On Defining Success

On Defining Success
Helen Rose
January 2, 2019

This piece was adapted into a Braver/Wiser reflection that was posted in April 2019.

Henry had OT this morning. After his appointment, we went to lunch at Panera. I asked him if he wanted mac and cheese and he excitedly agreed.

Henry has several sensory processing difficulties, one of which being extreme pickiness in eating. We’ve had a feeding evaluation and are awaiting placement with a feeding therapist.

I had high hopes that he would actually eat lunch today, and I was also unsurprised when the prophetic mac and cheese arrived and he refused to eat it.

After several moments of prompting, I managed to get him to taste a small bit of the sauce, but that was as much as he could handle. He gagged and coughed and I decided that was enough for today and got him a bagel instead.

I could choose to define failure by the uneaten $5 mac and cheese –

Or I could choose to define success by the fact that he tried it, and even though he gagged, he did not vomit.

Black and white thinking tricks us into believing there is only one right or wrong way to be. When we internalize cultural messages about the definitions of success or failure, we undermine our own inherent worth and dignity by allowing our culture to decide something that we should be free to decide for ourselves.
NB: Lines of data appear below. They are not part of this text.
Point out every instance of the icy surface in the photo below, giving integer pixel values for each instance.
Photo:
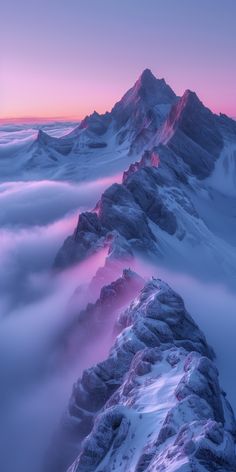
(156, 400)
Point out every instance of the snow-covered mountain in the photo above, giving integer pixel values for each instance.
(148, 114)
(155, 403)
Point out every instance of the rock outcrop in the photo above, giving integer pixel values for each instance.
(155, 402)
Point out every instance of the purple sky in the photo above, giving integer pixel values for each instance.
(69, 57)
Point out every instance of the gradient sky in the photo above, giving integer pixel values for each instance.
(69, 57)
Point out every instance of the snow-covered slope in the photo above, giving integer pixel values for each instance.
(159, 211)
(147, 115)
(155, 402)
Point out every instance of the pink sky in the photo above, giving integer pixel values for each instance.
(65, 59)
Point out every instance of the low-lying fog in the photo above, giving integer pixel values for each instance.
(35, 376)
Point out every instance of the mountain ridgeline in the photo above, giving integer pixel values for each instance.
(155, 402)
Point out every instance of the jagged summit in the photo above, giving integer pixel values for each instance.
(149, 90)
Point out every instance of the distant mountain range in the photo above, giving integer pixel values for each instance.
(148, 115)
(155, 402)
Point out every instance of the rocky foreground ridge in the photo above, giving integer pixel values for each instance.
(155, 403)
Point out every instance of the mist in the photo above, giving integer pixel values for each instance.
(212, 306)
(36, 370)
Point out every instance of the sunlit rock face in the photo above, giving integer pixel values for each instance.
(192, 131)
(155, 403)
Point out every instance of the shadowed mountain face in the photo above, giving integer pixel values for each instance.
(149, 114)
(152, 401)
(155, 402)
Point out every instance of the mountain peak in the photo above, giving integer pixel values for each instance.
(147, 75)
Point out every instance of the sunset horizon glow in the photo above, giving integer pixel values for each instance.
(63, 63)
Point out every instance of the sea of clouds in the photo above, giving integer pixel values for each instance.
(35, 375)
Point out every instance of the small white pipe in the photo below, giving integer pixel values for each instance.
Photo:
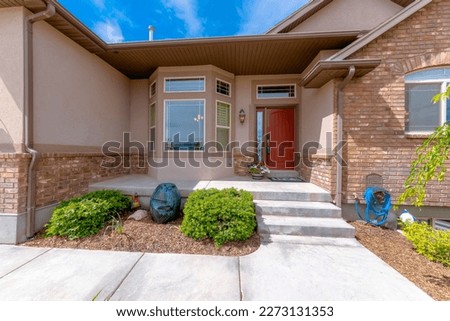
(151, 31)
(340, 134)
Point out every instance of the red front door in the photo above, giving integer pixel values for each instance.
(279, 138)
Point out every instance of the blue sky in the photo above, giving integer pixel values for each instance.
(127, 20)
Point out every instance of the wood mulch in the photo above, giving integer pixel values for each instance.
(147, 236)
(393, 248)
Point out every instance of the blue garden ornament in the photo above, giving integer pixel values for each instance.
(378, 204)
(165, 203)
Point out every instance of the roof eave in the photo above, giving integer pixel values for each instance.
(381, 29)
(232, 39)
(325, 71)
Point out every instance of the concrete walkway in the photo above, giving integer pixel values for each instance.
(338, 271)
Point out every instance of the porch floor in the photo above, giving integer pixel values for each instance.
(144, 185)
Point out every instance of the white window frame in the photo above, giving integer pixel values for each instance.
(219, 126)
(229, 87)
(442, 105)
(204, 118)
(185, 91)
(150, 89)
(276, 85)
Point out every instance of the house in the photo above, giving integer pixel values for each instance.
(342, 86)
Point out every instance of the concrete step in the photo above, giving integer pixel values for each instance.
(304, 226)
(283, 173)
(299, 209)
(292, 196)
(310, 240)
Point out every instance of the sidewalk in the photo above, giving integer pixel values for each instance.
(339, 272)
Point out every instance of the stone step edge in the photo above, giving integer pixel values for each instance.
(309, 240)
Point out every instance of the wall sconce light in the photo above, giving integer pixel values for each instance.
(242, 116)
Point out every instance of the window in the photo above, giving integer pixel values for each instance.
(423, 116)
(195, 84)
(223, 124)
(153, 89)
(184, 124)
(152, 127)
(275, 91)
(223, 87)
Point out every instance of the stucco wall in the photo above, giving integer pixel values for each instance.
(317, 116)
(139, 118)
(342, 15)
(11, 79)
(79, 99)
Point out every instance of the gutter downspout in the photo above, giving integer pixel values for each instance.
(28, 112)
(340, 135)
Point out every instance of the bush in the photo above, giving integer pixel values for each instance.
(431, 243)
(222, 215)
(86, 215)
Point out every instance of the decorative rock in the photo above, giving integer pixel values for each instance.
(139, 215)
(165, 203)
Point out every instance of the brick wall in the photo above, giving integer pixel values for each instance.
(13, 182)
(321, 172)
(62, 176)
(374, 116)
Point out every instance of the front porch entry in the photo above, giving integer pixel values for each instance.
(275, 132)
(285, 212)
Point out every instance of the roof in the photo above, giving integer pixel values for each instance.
(308, 11)
(240, 55)
(245, 55)
(274, 53)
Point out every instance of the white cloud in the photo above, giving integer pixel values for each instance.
(259, 16)
(100, 4)
(186, 10)
(109, 30)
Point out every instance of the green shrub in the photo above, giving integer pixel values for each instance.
(86, 215)
(222, 215)
(431, 243)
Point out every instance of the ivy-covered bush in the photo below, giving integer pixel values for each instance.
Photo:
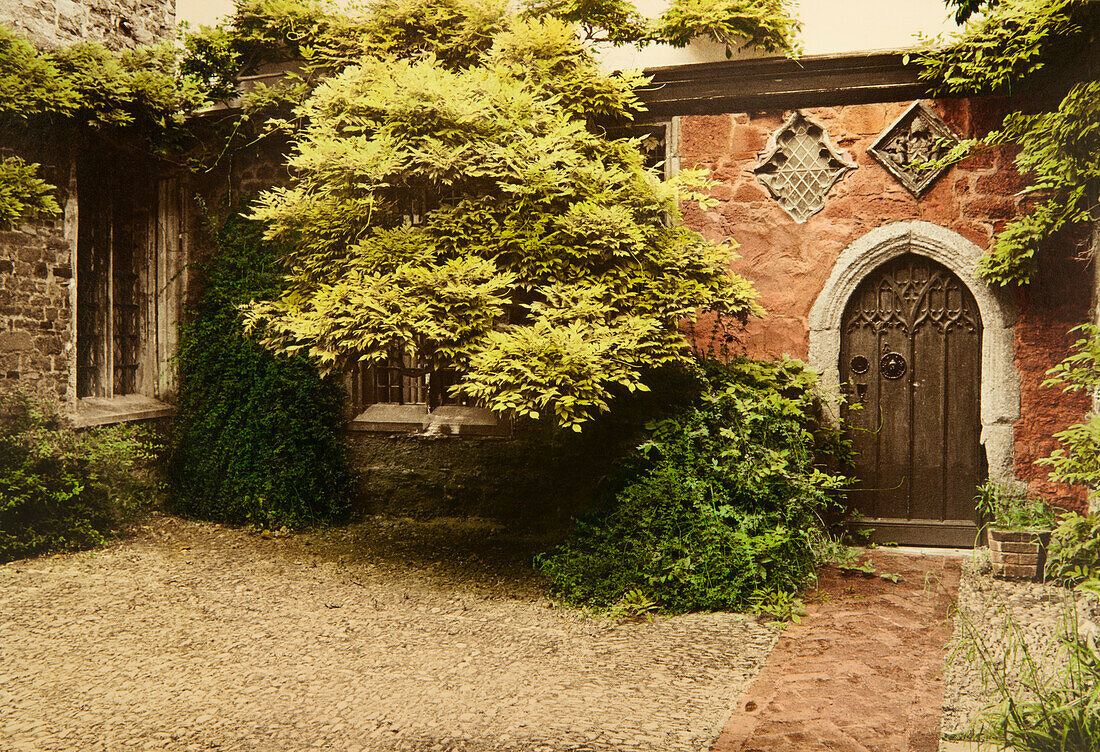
(257, 435)
(717, 510)
(63, 489)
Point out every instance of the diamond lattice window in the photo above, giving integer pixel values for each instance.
(800, 166)
(917, 135)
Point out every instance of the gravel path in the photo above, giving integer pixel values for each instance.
(1034, 612)
(384, 637)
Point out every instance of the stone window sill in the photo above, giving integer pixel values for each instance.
(91, 411)
(449, 420)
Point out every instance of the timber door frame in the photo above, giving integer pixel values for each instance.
(1000, 380)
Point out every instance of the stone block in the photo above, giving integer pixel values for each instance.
(14, 341)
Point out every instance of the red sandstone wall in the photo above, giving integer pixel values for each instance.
(790, 262)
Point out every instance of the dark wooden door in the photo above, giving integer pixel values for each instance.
(911, 357)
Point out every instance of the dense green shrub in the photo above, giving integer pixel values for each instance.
(257, 435)
(718, 508)
(1073, 556)
(63, 489)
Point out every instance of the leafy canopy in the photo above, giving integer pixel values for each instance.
(475, 218)
(1058, 148)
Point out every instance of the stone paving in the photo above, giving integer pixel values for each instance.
(862, 672)
(193, 637)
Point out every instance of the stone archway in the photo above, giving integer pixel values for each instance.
(1000, 380)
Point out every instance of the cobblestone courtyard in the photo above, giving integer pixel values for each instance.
(193, 637)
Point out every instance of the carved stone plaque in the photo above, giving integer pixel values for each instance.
(800, 166)
(917, 135)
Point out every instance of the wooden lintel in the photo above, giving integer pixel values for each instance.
(779, 83)
(821, 80)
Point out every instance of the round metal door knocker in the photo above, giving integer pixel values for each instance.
(892, 365)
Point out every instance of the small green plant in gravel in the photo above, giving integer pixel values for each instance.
(1073, 557)
(63, 489)
(1042, 705)
(1009, 508)
(718, 508)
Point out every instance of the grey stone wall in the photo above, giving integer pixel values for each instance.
(116, 23)
(36, 323)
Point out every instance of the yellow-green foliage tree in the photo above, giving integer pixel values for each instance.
(477, 216)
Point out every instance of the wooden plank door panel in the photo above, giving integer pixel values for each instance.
(911, 356)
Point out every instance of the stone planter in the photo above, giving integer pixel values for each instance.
(1018, 554)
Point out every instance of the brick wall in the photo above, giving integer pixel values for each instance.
(117, 23)
(790, 262)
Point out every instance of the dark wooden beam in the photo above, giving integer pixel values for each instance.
(827, 80)
(781, 84)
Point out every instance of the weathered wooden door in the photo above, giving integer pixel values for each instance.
(911, 357)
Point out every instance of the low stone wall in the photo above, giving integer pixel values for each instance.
(537, 476)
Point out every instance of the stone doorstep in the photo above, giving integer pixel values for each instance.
(1016, 571)
(92, 411)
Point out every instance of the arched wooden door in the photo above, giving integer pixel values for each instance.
(911, 356)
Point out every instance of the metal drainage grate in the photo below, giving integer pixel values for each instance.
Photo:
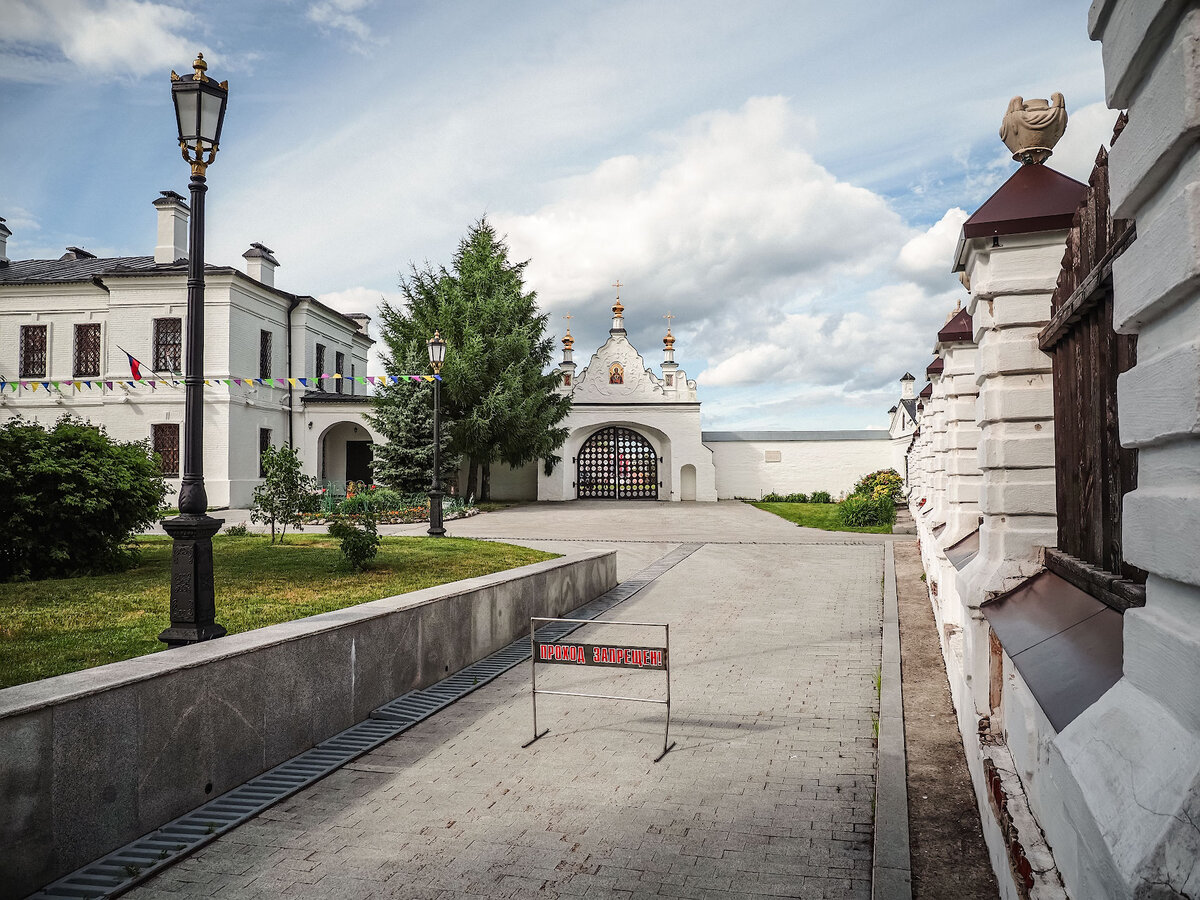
(143, 858)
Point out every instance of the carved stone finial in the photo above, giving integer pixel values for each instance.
(1031, 127)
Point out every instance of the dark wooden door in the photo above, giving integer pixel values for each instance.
(359, 455)
(617, 465)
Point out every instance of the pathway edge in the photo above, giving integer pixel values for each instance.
(892, 865)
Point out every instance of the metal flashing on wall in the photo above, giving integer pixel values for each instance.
(1066, 643)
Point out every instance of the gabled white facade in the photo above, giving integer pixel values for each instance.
(618, 389)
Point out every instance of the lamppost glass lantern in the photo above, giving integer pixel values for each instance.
(437, 357)
(437, 352)
(199, 113)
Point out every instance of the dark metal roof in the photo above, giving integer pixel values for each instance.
(1066, 643)
(730, 436)
(70, 270)
(959, 328)
(334, 397)
(1036, 198)
(964, 551)
(60, 271)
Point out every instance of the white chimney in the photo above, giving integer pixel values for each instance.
(261, 265)
(172, 228)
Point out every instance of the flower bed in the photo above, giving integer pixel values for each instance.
(382, 504)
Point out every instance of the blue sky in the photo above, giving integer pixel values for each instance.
(786, 178)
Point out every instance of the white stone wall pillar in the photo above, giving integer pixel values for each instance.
(963, 475)
(1011, 288)
(1132, 760)
(937, 444)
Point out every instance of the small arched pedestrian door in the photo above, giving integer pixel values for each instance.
(617, 465)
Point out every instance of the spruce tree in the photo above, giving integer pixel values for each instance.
(403, 414)
(502, 402)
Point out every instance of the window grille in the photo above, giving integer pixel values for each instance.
(87, 351)
(264, 444)
(168, 346)
(33, 352)
(264, 354)
(166, 443)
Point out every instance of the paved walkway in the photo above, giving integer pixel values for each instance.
(775, 645)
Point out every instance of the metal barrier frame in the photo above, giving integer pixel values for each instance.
(533, 676)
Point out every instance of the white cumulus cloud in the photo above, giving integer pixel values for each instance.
(43, 41)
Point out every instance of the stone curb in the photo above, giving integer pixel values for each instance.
(892, 867)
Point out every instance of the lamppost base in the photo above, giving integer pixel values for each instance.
(436, 527)
(192, 595)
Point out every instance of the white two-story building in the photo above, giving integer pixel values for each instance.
(66, 325)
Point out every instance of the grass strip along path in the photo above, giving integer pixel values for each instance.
(816, 515)
(60, 625)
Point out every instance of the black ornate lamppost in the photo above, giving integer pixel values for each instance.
(437, 355)
(199, 113)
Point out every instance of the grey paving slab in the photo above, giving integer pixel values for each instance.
(768, 792)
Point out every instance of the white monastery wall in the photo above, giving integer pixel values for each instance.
(796, 462)
(1133, 757)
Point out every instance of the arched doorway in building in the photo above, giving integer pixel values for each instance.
(346, 455)
(617, 463)
(688, 483)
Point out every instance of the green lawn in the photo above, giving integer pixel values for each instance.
(816, 515)
(60, 625)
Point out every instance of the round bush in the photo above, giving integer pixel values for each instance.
(71, 498)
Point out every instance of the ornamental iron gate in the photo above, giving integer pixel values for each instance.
(617, 465)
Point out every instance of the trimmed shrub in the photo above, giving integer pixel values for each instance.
(859, 511)
(359, 540)
(71, 498)
(785, 498)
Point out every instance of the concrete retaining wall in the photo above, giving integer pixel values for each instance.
(91, 760)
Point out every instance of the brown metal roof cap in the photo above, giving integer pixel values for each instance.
(959, 328)
(1036, 198)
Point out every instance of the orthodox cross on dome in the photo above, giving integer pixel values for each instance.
(568, 341)
(618, 323)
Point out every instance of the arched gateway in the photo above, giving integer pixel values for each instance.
(617, 465)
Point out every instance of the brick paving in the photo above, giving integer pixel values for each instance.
(767, 793)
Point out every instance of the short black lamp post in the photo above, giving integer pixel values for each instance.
(437, 357)
(199, 113)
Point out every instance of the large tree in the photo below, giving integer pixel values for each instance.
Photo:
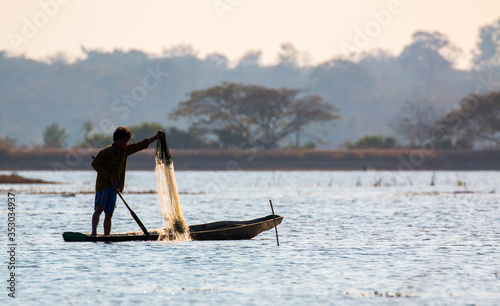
(263, 116)
(488, 47)
(477, 118)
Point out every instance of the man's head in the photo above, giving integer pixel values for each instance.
(121, 136)
(122, 133)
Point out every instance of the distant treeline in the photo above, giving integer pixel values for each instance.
(130, 88)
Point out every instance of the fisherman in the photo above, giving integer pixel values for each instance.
(110, 164)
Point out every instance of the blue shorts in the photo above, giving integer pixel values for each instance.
(107, 198)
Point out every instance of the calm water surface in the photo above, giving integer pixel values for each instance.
(347, 237)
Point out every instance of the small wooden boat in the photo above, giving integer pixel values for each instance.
(221, 230)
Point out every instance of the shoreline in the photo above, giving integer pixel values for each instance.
(253, 160)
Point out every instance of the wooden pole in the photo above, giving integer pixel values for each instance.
(275, 226)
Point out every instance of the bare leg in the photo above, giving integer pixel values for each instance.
(95, 218)
(107, 223)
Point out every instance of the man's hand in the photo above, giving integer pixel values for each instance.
(159, 134)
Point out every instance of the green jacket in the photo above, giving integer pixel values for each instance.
(110, 164)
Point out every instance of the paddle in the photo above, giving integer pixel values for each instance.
(131, 211)
(275, 226)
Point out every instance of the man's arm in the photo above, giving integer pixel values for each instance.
(135, 147)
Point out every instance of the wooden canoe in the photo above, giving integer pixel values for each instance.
(221, 230)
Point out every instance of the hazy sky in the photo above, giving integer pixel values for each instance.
(322, 29)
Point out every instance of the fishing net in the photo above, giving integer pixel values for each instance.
(175, 227)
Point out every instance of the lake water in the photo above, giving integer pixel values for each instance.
(347, 238)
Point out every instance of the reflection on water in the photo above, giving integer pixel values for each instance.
(347, 238)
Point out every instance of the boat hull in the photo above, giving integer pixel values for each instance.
(221, 230)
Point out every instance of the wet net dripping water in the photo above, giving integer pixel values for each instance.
(175, 227)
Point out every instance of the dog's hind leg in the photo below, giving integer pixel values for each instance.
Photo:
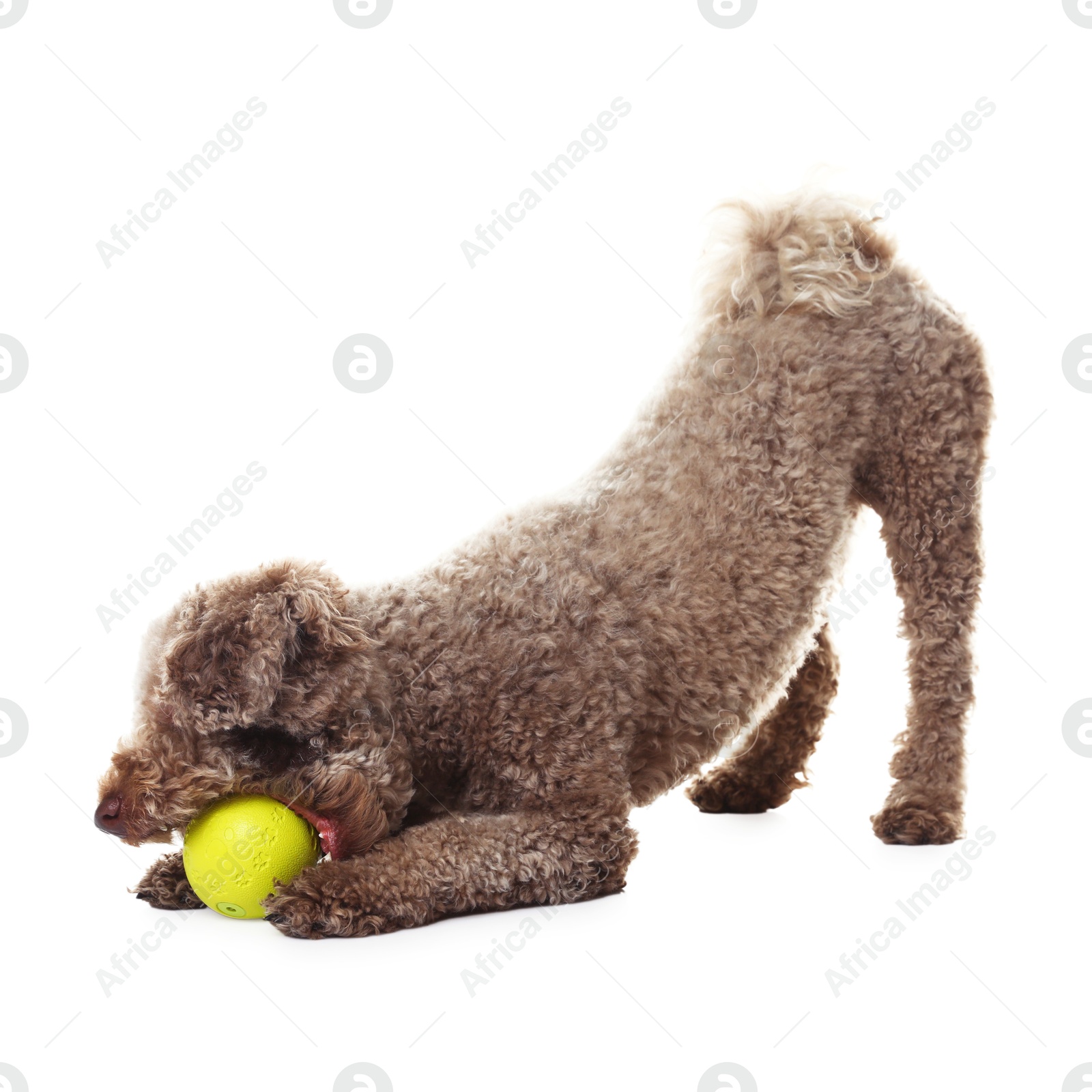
(764, 773)
(925, 486)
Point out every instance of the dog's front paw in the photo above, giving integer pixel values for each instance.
(167, 887)
(319, 904)
(915, 822)
(724, 791)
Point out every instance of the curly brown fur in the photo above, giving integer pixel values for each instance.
(762, 773)
(474, 737)
(167, 887)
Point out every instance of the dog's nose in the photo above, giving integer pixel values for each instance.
(109, 816)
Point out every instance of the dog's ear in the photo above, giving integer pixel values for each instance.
(240, 647)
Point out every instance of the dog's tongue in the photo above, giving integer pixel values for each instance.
(327, 828)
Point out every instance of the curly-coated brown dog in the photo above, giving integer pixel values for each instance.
(475, 737)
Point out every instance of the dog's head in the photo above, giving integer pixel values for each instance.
(263, 682)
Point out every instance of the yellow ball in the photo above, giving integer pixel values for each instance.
(238, 849)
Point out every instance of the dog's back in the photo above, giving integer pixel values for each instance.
(680, 587)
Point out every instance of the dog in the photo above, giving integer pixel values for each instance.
(474, 737)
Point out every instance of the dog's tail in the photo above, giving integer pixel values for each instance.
(814, 253)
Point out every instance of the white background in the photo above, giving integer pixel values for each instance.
(156, 382)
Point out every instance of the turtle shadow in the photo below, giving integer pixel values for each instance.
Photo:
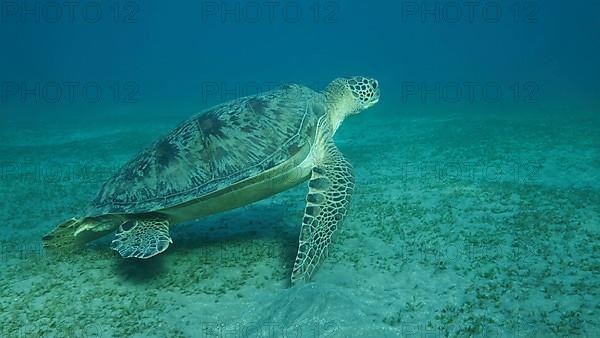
(140, 270)
(129, 269)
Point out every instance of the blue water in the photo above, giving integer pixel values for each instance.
(476, 211)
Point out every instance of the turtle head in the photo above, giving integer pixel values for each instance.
(351, 95)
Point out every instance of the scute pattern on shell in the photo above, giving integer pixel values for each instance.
(213, 150)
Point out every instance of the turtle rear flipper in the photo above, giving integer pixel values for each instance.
(329, 194)
(142, 238)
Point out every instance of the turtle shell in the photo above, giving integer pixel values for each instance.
(214, 150)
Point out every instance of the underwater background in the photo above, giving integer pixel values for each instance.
(477, 203)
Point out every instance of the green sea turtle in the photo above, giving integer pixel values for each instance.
(231, 155)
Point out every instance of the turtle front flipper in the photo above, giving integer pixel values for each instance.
(142, 238)
(330, 190)
(72, 234)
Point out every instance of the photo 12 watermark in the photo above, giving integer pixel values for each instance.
(473, 171)
(24, 92)
(266, 329)
(470, 12)
(55, 172)
(224, 91)
(72, 12)
(271, 12)
(470, 92)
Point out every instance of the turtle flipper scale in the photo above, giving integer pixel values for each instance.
(330, 190)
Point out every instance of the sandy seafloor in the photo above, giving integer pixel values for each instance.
(459, 226)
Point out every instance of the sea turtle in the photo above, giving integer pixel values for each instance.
(231, 155)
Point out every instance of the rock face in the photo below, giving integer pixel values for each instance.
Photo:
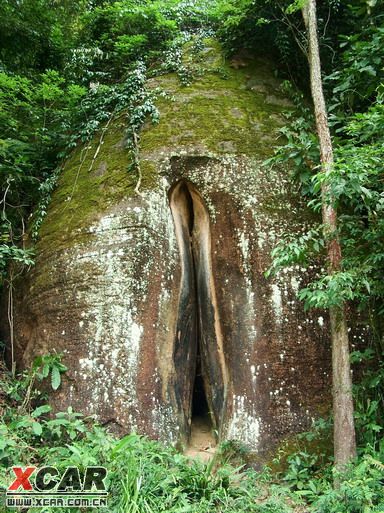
(140, 290)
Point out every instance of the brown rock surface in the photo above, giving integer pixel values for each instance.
(130, 300)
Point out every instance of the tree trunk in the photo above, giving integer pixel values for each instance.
(344, 429)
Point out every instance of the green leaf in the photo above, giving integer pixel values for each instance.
(55, 378)
(37, 428)
(45, 408)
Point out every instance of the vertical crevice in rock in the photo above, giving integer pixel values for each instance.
(198, 332)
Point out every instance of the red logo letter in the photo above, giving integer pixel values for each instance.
(22, 478)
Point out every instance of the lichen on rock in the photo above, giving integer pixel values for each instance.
(105, 288)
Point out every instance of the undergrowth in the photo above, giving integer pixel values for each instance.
(145, 476)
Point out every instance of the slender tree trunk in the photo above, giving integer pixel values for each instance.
(344, 429)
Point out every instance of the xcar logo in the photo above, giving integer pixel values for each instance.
(46, 486)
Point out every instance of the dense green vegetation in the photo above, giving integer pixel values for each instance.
(66, 68)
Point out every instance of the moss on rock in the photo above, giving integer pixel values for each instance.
(224, 111)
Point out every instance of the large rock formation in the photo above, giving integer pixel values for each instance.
(134, 289)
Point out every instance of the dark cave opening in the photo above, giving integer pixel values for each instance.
(195, 349)
(200, 406)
Am a salty that I wasted $5 on mac and cheese that didn’t get eaten? A little bit. And I’m also proud of Henry for trying it and thankful that I had $5 to invest in another small step toward him becoming a more prolific eater.

Everything we do is an investment in our future. Every moment is a building block for the next. Even the smallest things can have a huge impact in the long term – and things tend to work out exactly the way they are supposed to.